Spiro likely got that bit of Mesoamerican obsidian from Southwestern trading partners, rather than from Mesoamerica directly. We have much better evidence for pre-Columbian contact between those two regions. Southwestern cotton cloth shows up at Spiro, for example. For whatever reasons, there doesn't appear to have been north-south trade routes crossing Texas (on a related not, the survivors of de Soto's expedition tried to return to Mexico City by crossing Texas but gave up on that route because they couldn't find enough food (or enough granaries to pillage) to sustain themselves on the trip. Cabeza de Vaca, after being shipwrecked on the coast of Texas, got a little further south but also ended up taking the long way around to get back to Mexico City.
They shared a lot of Religious and Cultural traits like Human sacrifice and building of structures aligned with the stars.
The role of human sacrifice among the Mississippians and in Mesoamerican cultures was very different. Mississippian sacrifices seem to have been part of their funerary traditions, rather than as offerings to the gods. As for archaeoastronomy, astronomical alignments are a fairly minor topic in Mississippian archaeology, especially compared to their local predecessors, the Hopewell, who seemed to have loved lunar alignments. Mississippian and Mesoamerican cultures are only distantly related.
Also, the Iroquois League was formed and existed during this time period as well, do you think there was any connection between all these different Pre-contact American Cultures?
The Haudenosaunee or pre-Haudenosaunee Iroquois (depending on the exact timing of the league's origins) almost certainly had contact with Mississippian cultures.
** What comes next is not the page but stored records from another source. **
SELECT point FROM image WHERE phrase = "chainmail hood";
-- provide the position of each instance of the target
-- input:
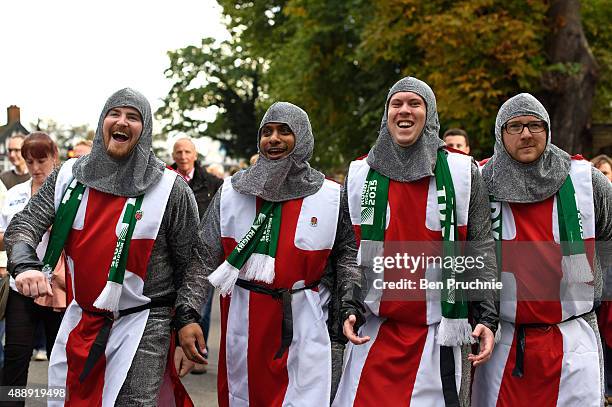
(417, 161)
(133, 175)
(512, 181)
(290, 177)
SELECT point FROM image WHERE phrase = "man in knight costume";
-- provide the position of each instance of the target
(280, 228)
(410, 188)
(548, 210)
(125, 223)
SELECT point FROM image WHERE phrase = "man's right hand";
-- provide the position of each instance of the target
(33, 283)
(190, 336)
(349, 331)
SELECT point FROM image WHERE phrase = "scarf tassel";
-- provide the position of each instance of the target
(454, 332)
(109, 297)
(224, 278)
(260, 267)
(368, 250)
(576, 269)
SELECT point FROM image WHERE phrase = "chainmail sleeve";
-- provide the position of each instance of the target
(602, 199)
(28, 227)
(483, 305)
(176, 242)
(206, 255)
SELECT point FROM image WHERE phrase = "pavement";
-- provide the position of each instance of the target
(201, 388)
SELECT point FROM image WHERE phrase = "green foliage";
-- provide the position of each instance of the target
(596, 17)
(337, 60)
(214, 76)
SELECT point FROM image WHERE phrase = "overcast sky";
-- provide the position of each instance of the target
(61, 59)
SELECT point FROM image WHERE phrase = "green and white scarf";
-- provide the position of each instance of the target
(574, 263)
(255, 253)
(64, 218)
(454, 327)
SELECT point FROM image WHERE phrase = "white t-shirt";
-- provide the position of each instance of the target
(15, 200)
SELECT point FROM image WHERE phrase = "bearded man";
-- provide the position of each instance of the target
(280, 228)
(117, 213)
(548, 209)
(409, 188)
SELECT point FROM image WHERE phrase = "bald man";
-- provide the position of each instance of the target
(204, 187)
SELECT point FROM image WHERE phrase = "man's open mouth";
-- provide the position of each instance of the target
(276, 151)
(405, 124)
(120, 136)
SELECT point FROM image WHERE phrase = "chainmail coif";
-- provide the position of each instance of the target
(406, 164)
(133, 175)
(290, 177)
(512, 181)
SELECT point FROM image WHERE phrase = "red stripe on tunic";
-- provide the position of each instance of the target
(268, 378)
(540, 276)
(389, 373)
(224, 304)
(80, 340)
(543, 361)
(93, 247)
(222, 385)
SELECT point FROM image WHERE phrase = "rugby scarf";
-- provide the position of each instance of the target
(254, 255)
(454, 327)
(109, 297)
(574, 263)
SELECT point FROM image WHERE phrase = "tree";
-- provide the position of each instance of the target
(218, 77)
(569, 82)
(338, 59)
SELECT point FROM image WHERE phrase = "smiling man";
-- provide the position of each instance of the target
(549, 209)
(280, 228)
(116, 213)
(409, 188)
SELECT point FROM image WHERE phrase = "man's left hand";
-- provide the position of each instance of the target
(191, 337)
(487, 342)
(181, 363)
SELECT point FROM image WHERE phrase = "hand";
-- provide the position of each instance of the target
(349, 331)
(181, 363)
(487, 342)
(33, 283)
(189, 337)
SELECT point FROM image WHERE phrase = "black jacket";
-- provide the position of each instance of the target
(204, 187)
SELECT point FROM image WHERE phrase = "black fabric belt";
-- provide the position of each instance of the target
(447, 374)
(283, 294)
(99, 346)
(521, 341)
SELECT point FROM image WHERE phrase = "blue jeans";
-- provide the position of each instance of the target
(205, 315)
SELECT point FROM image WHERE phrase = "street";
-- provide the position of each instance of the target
(202, 388)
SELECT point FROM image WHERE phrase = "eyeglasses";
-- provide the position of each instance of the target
(517, 127)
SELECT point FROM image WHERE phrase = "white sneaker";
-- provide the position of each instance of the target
(40, 355)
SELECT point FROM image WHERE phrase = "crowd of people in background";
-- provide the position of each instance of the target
(29, 326)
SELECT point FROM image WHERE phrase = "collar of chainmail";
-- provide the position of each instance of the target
(512, 181)
(133, 175)
(290, 177)
(417, 161)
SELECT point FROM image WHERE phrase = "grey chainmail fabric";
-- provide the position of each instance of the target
(133, 175)
(290, 177)
(512, 181)
(170, 270)
(209, 253)
(417, 161)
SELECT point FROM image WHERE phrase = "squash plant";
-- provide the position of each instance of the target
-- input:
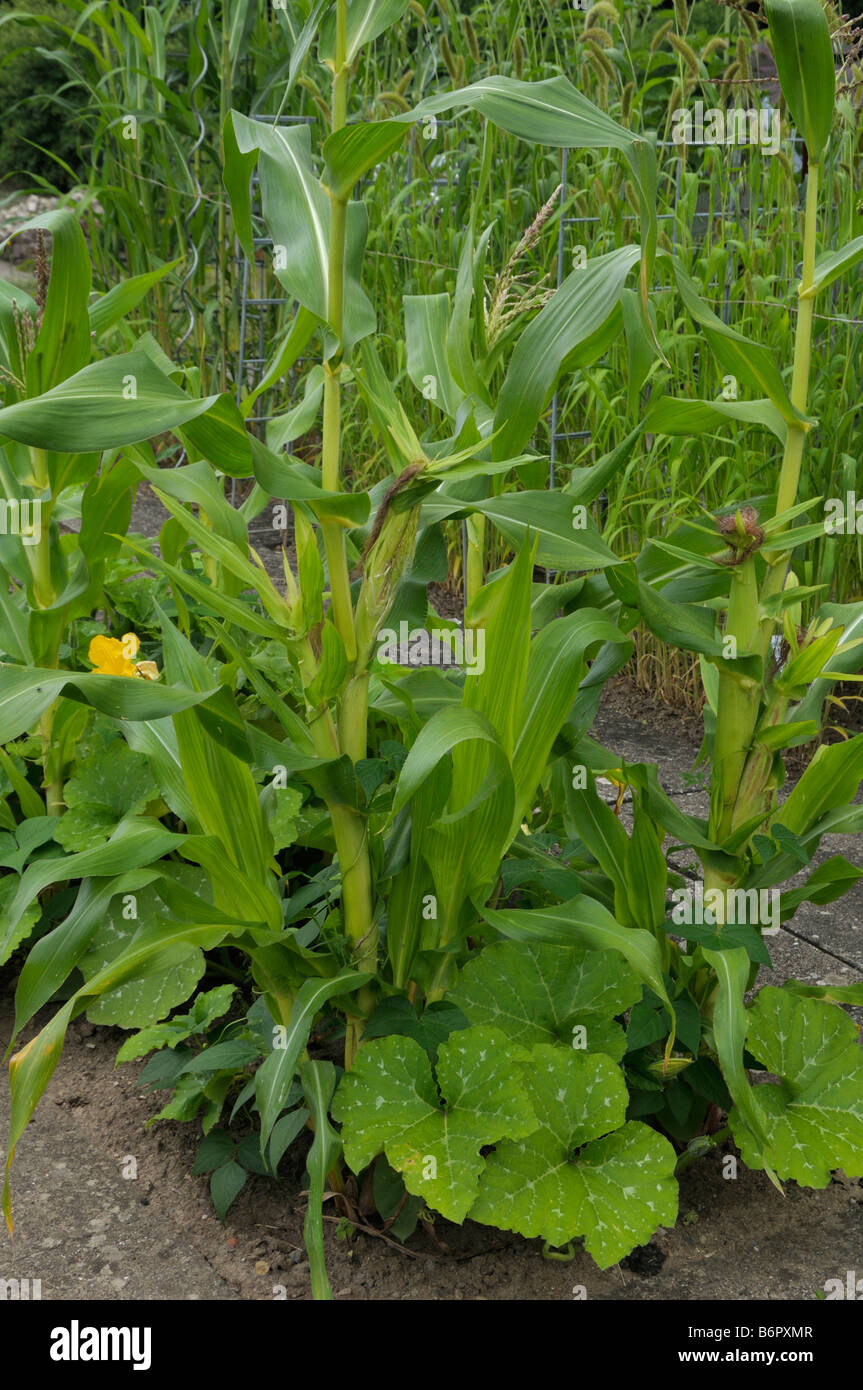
(487, 1068)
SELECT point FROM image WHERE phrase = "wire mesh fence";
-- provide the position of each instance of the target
(424, 178)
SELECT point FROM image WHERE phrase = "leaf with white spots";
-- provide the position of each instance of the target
(389, 1102)
(815, 1116)
(136, 1004)
(580, 1173)
(538, 993)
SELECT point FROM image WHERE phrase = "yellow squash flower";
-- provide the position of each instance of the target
(114, 656)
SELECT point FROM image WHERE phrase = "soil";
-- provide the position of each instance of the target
(735, 1239)
(89, 1232)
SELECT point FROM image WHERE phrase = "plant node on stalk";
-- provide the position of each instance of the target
(741, 534)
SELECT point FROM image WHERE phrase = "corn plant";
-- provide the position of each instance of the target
(357, 829)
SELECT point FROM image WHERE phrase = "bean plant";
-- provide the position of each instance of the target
(275, 794)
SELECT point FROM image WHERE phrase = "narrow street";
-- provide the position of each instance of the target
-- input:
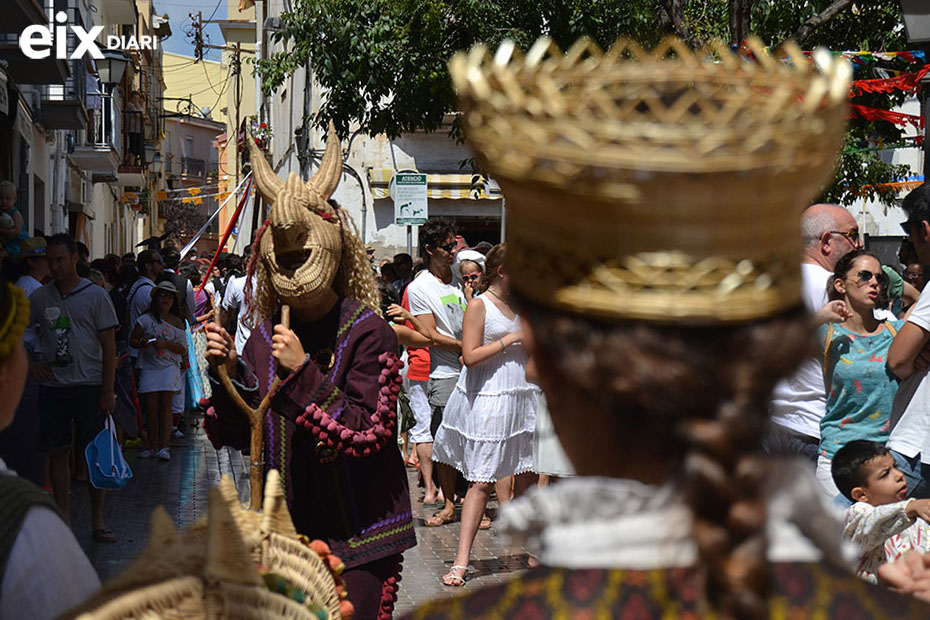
(182, 487)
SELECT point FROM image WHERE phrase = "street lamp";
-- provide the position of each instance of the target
(111, 67)
(300, 138)
(916, 21)
(916, 15)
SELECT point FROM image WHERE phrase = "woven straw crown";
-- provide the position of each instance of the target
(662, 186)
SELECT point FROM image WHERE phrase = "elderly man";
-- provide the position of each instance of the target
(799, 402)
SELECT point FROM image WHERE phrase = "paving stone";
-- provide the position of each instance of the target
(182, 487)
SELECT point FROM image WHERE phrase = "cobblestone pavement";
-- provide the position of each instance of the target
(182, 485)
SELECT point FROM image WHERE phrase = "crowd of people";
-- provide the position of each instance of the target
(664, 391)
(858, 411)
(118, 337)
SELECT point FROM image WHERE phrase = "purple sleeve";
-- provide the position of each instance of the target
(224, 423)
(357, 419)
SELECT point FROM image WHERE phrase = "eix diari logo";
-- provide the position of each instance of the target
(36, 41)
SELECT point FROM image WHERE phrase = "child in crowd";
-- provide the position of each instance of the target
(159, 336)
(882, 521)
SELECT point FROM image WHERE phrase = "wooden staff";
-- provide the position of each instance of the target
(255, 418)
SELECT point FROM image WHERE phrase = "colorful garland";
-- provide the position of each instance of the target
(14, 324)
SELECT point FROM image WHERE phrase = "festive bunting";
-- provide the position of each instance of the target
(900, 186)
(905, 82)
(876, 114)
(213, 216)
(879, 145)
(226, 233)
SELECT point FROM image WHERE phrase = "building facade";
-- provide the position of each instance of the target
(68, 123)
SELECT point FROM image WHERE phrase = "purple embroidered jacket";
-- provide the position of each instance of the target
(330, 431)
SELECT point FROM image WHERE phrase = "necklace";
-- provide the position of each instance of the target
(503, 301)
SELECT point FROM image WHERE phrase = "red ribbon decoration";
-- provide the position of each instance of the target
(229, 227)
(876, 114)
(906, 82)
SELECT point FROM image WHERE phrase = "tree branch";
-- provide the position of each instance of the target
(675, 11)
(815, 22)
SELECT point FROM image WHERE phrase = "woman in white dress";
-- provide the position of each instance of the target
(488, 424)
(159, 335)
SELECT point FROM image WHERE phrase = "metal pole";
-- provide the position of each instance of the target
(925, 113)
(503, 218)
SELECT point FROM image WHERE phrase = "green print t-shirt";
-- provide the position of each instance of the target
(860, 388)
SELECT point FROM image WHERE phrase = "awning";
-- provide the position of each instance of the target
(439, 186)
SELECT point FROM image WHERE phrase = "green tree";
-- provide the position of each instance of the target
(382, 63)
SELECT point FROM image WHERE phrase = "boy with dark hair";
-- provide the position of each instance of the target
(883, 522)
(439, 304)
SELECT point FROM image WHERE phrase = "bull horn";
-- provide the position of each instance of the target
(328, 176)
(268, 183)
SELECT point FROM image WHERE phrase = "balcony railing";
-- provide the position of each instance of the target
(193, 167)
(133, 138)
(106, 122)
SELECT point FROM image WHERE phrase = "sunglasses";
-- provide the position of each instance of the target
(864, 275)
(851, 235)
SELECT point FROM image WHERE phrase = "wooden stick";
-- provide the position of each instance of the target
(255, 417)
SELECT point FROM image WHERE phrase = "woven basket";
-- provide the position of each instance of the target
(210, 571)
(188, 598)
(664, 185)
(294, 561)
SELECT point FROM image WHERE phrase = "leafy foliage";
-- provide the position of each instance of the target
(382, 63)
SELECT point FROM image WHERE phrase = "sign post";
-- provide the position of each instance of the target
(410, 202)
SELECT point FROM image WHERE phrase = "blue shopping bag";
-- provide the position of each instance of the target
(194, 393)
(106, 467)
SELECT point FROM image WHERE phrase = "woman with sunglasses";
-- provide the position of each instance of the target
(860, 387)
(468, 268)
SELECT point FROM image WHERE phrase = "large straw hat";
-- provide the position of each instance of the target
(662, 186)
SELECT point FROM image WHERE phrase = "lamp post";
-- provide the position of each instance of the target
(112, 66)
(916, 14)
(300, 139)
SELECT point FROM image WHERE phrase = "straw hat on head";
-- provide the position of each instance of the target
(168, 287)
(662, 186)
(472, 255)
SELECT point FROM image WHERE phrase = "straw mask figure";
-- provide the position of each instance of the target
(325, 383)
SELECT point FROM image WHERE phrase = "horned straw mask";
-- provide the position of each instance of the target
(302, 245)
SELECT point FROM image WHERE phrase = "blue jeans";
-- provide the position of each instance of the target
(781, 441)
(916, 473)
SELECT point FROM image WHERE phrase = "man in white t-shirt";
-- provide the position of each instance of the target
(439, 305)
(799, 402)
(234, 301)
(908, 357)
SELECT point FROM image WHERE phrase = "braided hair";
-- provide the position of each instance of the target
(704, 391)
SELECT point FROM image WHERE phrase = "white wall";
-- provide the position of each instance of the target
(875, 218)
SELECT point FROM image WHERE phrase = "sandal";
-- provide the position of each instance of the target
(439, 519)
(455, 581)
(104, 535)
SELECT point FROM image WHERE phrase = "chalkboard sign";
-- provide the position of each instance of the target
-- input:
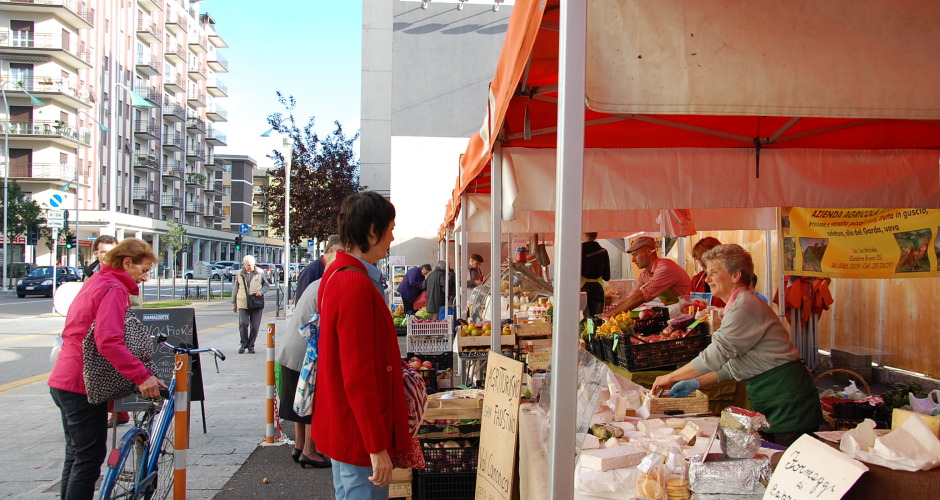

Though their main Pre-Contact trade interests were the Great Lakes and the Hudson (for copper and wampum, respectively), the Allegheny and Ohio Rivers had also been a major trade route for the Haudenosaunee for centuries. Just like Cahokia was situated to take advantage of trade coming down the Mississippi and Missouri, the Mississippian culture at Angel Mound was situated to benefit from the trade coming down from the eastern Great Lakes via the Wabash and the Ohio. Between the Haudenosaunee and Angel Mound were two societies that, while not Mississippians themselves, were influenced by the Mississippians in various ways. In southwestern Ohio were the Fort Ancients (Ancestral Shawnee, but also possible connections with Dhegiha-speaking peoples), who incorporated Mississippian iconography into their religion, but didn't adopt the Mississippian political system. In southwestern Pennsylvania and parts of neighboring states were the Monongahela (who may have been the historic Massawomeck), an apparently Iroquoian-people with a notable fondness for the Mississippian sport of chunkey. They also linked Chesapeake Bay with the Middle Mississippian world via the Potomac River. While the Middle Mississippian polities had ceased to be Mississippians before contact, those trade routes remained in place and brought European goods to their successor polities long before Europeans themselves showed up in the interior.
I dunno how many good sources there are on this. The problem is, the evidence for such trade would be Aztec artifacts in Cahokia or vice versa. Considering though, that the Spanish were in contact with Mesoamericans and also traded with the Mississippians*; the artifacts would have to pre-date Spannish contact to be a slam dunk.
I'll be interested to see if anybody has good info on this.